Я пытаюсь скоблить бревно. Топор тяжелый, работа для меня непривычная, но что-то получается. Надо мной стоит дядя Орю. Нет в мире сейчас более важной задачи для него, чем вещать, что тот, кто не был в армии, тот, как бы это помягче выразиться, считается неполноценным. Раньше в деревнях так и считали. Дядя Орю работает электриком.
Как-то я пришел к нему домой. Он долго, помню, разглагольствовал о том, что сейчас люди заканчивают техникум, приходят на производство, а сами не могут даже элементарный пускатель починить. Дядя Орю любит книжки о партизанах. У него большая полка с книжками. У него сын служил в армии, во внутренних войсках, охранял жульманов, потом на гражданке принялся воровать линолеум, дядя Орю гордится им. Сынок этот -- мастер спорта по лыжам. Как-то он чуть было не женился, уже познакомил родителей с невестой, купили ящик водки, кольца, но прошел месяц, и он женился на совсем другой. Завели собаку, счастливо зажили, каждое воскресенье -- на лыжах. А дядя Орю стоит сейчас надо мной и говорит, что любая баба это бревно очистит от коры. Это будет столб для навеса. Я скоблю бревно впервые в жизни, я этого никогда раньше не делал. Дядя Орю тоже, наверное, раньше никогда не занимался программированием. У него два любимых выражения: «Охомячивать» и «Морда лица, прости господи.» Он их произносит как Охомящивать и Морда лиса.
Охомячивать -- это значит что-то есть с аппетитом. Я раньше (да и сейчас) был неплохим программистом. Меня заочно знали в любом компьютерном классе. Я начинал программировать на самых древних машинах, знаю всякие языки. Я делал разные душевные программы, а пользователи считали своим долгом иметь их у себя на дискетах. Еще я работал в лаборатории, выращивал германат свинца -- желтые прозрачные кристаллы. Это очень хитрый процесс. Дядя Орю рассказывает про зайца, которого он держал в детстве в бочке, кидал ему туда морковь, траву, а заяц убежал от него. Не стал морковку охомячивать. Дядя Орю сам похож на зайца, когда ведет свои идиотские разговоры. Из артистов он признает только Изабеллу Юрьеву, ругает все новое. Когда-то ему показалось, что сын его слишком много читает, тогда дядя Орю отдал его в лыжную секцию.
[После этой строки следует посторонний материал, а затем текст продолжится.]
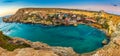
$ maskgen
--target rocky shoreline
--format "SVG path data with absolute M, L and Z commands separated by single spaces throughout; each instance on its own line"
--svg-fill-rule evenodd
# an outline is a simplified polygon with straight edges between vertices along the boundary
M 21 38 L 13 38 L 13 42 L 18 44 L 27 43 L 31 47 L 17 48 L 8 51 L 0 48 L 0 56 L 119 56 L 120 55 L 120 34 L 112 36 L 108 45 L 90 53 L 78 54 L 71 47 L 49 46 L 41 42 L 31 42 Z
M 2 32 L 0 33 L 0 56 L 79 56 L 71 47 L 49 46 L 42 42 L 31 42 L 22 38 L 9 38 L 3 35 Z M 8 46 L 8 44 L 10 45 Z

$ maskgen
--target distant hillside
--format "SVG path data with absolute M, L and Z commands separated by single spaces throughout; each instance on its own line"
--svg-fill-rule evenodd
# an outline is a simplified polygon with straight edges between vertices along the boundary
M 14 15 L 3 18 L 4 22 L 39 23 L 45 25 L 75 25 L 85 23 L 105 29 L 107 34 L 115 31 L 120 16 L 101 11 L 64 8 L 21 8 Z M 114 26 L 114 27 L 113 27 Z
M 106 13 L 104 11 L 88 11 L 88 10 L 64 9 L 64 8 L 21 8 L 10 18 L 11 19 L 23 19 L 24 17 L 26 17 L 27 13 L 37 13 L 37 12 L 42 12 L 45 14 L 55 14 L 57 12 L 64 12 L 64 13 L 72 13 L 72 14 L 84 14 L 89 17 L 101 16 L 101 17 L 110 19 L 115 22 L 117 19 L 120 18 L 119 15 Z

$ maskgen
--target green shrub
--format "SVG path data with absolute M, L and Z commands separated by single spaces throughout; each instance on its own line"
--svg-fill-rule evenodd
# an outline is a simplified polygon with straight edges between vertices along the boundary
M 23 43 L 23 44 L 20 44 L 20 43 L 15 43 L 15 44 L 12 44 L 10 43 L 9 41 L 12 41 L 12 38 L 8 37 L 8 36 L 5 36 L 2 34 L 2 32 L 0 32 L 0 47 L 4 48 L 4 49 L 7 49 L 8 51 L 13 51 L 17 48 L 25 48 L 25 47 L 30 47 L 29 44 L 27 43 Z

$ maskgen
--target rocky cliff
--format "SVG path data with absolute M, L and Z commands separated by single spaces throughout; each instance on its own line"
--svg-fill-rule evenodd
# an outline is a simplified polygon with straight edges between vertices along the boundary
M 66 13 L 70 14 L 70 17 L 68 18 L 71 18 L 71 14 L 80 16 L 80 18 L 86 18 L 86 17 L 92 18 L 95 20 L 94 22 L 92 20 L 92 26 L 95 25 L 95 27 L 98 27 L 100 30 L 104 31 L 106 34 L 108 34 L 108 36 L 110 36 L 110 43 L 108 45 L 105 45 L 103 48 L 100 48 L 92 53 L 81 54 L 81 56 L 119 56 L 120 55 L 120 37 L 119 37 L 120 36 L 120 16 L 119 15 L 109 14 L 104 11 L 95 12 L 95 11 L 75 10 L 75 9 L 60 9 L 60 8 L 57 8 L 57 9 L 56 8 L 22 8 L 22 9 L 19 9 L 16 12 L 16 14 L 12 15 L 11 17 L 7 19 L 4 18 L 3 20 L 5 22 L 23 22 L 23 23 L 25 22 L 27 23 L 47 22 L 46 24 L 54 24 L 53 22 L 56 21 L 54 20 L 54 17 L 50 17 L 50 18 L 47 17 L 49 19 L 53 18 L 53 20 L 47 20 L 46 15 L 56 16 L 57 12 L 62 13 L 62 14 L 66 14 Z M 87 21 L 87 23 L 90 23 L 90 22 Z M 57 24 L 58 23 L 59 21 L 57 20 Z M 102 27 L 99 27 L 99 25 Z M 16 40 L 18 41 L 21 39 L 14 39 L 14 40 L 16 42 Z M 51 47 L 47 44 L 43 44 L 40 42 L 30 42 L 24 39 L 22 39 L 21 41 L 29 44 L 30 46 L 27 48 L 16 49 L 12 52 L 5 50 L 5 48 L 4 49 L 0 48 L 0 55 L 1 56 L 5 56 L 5 55 L 6 56 L 8 55 L 9 56 L 10 55 L 11 56 L 45 56 L 45 55 L 46 56 L 48 55 L 50 56 L 80 56 L 80 54 L 79 55 L 76 54 L 72 50 L 72 48 Z

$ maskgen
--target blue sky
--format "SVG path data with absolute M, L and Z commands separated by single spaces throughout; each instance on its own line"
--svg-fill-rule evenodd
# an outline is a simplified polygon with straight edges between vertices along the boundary
M 14 13 L 23 7 L 73 8 L 85 10 L 105 10 L 119 14 L 120 0 L 0 0 L 0 15 Z
M 90 5 L 119 4 L 120 0 L 1 0 L 0 5 Z

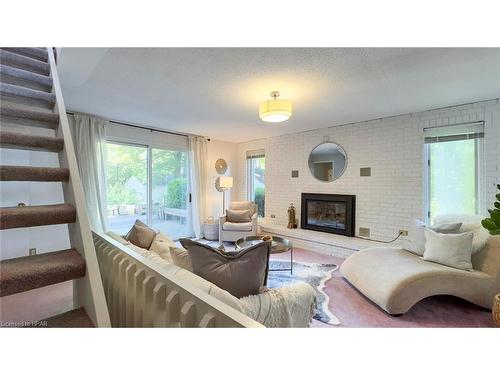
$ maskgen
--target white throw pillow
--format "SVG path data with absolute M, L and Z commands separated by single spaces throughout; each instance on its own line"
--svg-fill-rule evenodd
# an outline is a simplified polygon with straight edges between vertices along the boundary
M 470 271 L 473 237 L 471 232 L 443 234 L 425 229 L 424 260 Z
M 474 238 L 472 240 L 472 254 L 480 251 L 490 239 L 490 234 L 481 225 L 481 220 L 484 217 L 480 215 L 440 215 L 434 219 L 435 224 L 452 223 L 456 221 L 462 222 L 462 226 L 458 233 L 472 232 Z
M 458 233 L 462 223 L 443 223 L 440 225 L 427 226 L 420 220 L 415 220 L 415 225 L 409 230 L 408 242 L 403 244 L 403 249 L 408 250 L 414 254 L 423 256 L 425 251 L 425 234 L 426 228 L 432 229 L 437 233 Z
M 175 246 L 174 241 L 163 232 L 158 232 L 151 242 L 149 251 L 157 253 L 167 262 L 172 263 L 172 257 L 170 256 L 170 247 Z

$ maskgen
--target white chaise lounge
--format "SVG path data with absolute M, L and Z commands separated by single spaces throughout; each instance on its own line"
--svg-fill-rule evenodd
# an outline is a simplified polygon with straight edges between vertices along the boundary
M 406 313 L 422 299 L 452 295 L 491 309 L 500 293 L 500 236 L 473 255 L 473 271 L 423 260 L 409 251 L 372 248 L 351 255 L 340 268 L 361 293 L 389 314 Z

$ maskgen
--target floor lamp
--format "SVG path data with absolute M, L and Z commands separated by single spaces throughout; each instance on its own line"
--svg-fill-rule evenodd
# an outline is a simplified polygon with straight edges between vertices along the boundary
M 233 187 L 233 178 L 230 176 L 220 176 L 219 187 L 222 190 L 222 215 L 224 215 L 226 213 L 226 190 Z

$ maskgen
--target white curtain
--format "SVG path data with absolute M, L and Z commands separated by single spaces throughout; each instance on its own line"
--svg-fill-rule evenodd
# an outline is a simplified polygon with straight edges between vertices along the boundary
M 106 232 L 106 127 L 108 120 L 74 115 L 74 138 L 90 225 Z
M 203 235 L 205 219 L 205 162 L 207 160 L 207 140 L 203 137 L 189 137 L 189 174 L 191 181 L 191 225 L 196 238 Z

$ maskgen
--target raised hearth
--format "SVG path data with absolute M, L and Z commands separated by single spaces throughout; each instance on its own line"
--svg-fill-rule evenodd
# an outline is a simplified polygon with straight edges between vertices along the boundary
M 300 227 L 353 237 L 356 196 L 302 193 Z

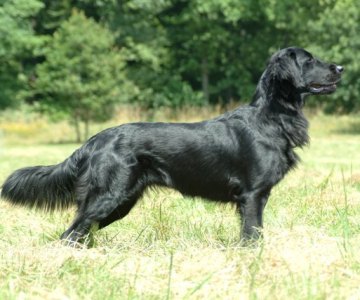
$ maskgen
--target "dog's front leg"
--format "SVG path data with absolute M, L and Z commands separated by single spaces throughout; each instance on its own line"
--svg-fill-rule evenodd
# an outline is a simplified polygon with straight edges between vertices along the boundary
M 261 190 L 242 195 L 238 202 L 241 216 L 241 239 L 248 243 L 258 240 L 263 227 L 263 211 L 270 195 L 270 190 Z

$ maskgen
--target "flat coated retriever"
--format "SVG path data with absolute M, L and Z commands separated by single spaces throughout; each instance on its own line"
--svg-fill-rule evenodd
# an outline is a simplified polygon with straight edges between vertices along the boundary
M 149 186 L 236 204 L 242 239 L 261 235 L 270 191 L 308 143 L 305 97 L 336 90 L 343 67 L 300 48 L 276 52 L 250 105 L 198 123 L 132 123 L 90 138 L 64 162 L 11 174 L 2 198 L 53 210 L 78 205 L 61 238 L 83 240 L 125 217 Z

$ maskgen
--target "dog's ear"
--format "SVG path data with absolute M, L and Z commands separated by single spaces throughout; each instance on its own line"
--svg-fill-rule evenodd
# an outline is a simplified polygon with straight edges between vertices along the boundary
M 290 48 L 279 52 L 274 57 L 272 68 L 274 79 L 280 88 L 289 84 L 295 88 L 301 88 L 304 84 L 294 49 Z

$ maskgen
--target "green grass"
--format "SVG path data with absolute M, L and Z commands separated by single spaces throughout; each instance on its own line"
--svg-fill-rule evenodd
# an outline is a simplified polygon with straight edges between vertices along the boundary
M 57 240 L 74 209 L 46 214 L 0 202 L 0 299 L 359 299 L 358 120 L 310 118 L 311 145 L 273 190 L 256 248 L 240 247 L 231 205 L 171 190 L 149 191 L 95 233 L 91 248 L 77 249 Z M 0 141 L 0 182 L 77 147 L 20 140 L 10 130 Z

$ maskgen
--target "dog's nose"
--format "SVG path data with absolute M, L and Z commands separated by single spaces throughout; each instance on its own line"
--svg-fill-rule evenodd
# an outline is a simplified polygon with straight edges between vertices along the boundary
M 344 71 L 344 68 L 342 66 L 331 64 L 330 65 L 330 70 L 333 73 L 340 74 L 342 71 Z
M 343 67 L 343 66 L 336 66 L 336 72 L 337 72 L 337 73 L 342 73 L 342 71 L 344 71 L 344 67 Z

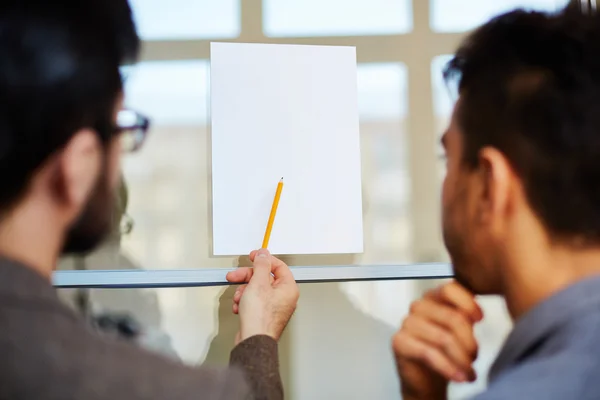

Дядя Орю всегда ссорится с моей тещей и тестем. Это на их даче я работаю, таскаю навоз, скоблю бревна, копаю картошку. Теща всю дорогу жужжит, что сейчас нельзя быть слишком умным, надо работать, зарабатывать деньги. Кстати, я работаю программистом и ночным сторожем, успеваю еще бегать на далекую молочную кухню, стирать пеленки и черт знает что еще делаю.
Еще любит моя теща порассуждать, где можно купить шубу, какой мех лучше, прочнее, какие шубы носят у них на работе. Она весьма холодная нудная женщина, но я только потом в полной мере смог оценить, какая она стерва. Тесть едет молча -- он сидит за рулем. Только иногда, когда меня возмущают бесконечные разговоры о одних только вещах -- о шубах и пр., он говорит монотонные слова: «Это жизнь и нечего витать в облаках».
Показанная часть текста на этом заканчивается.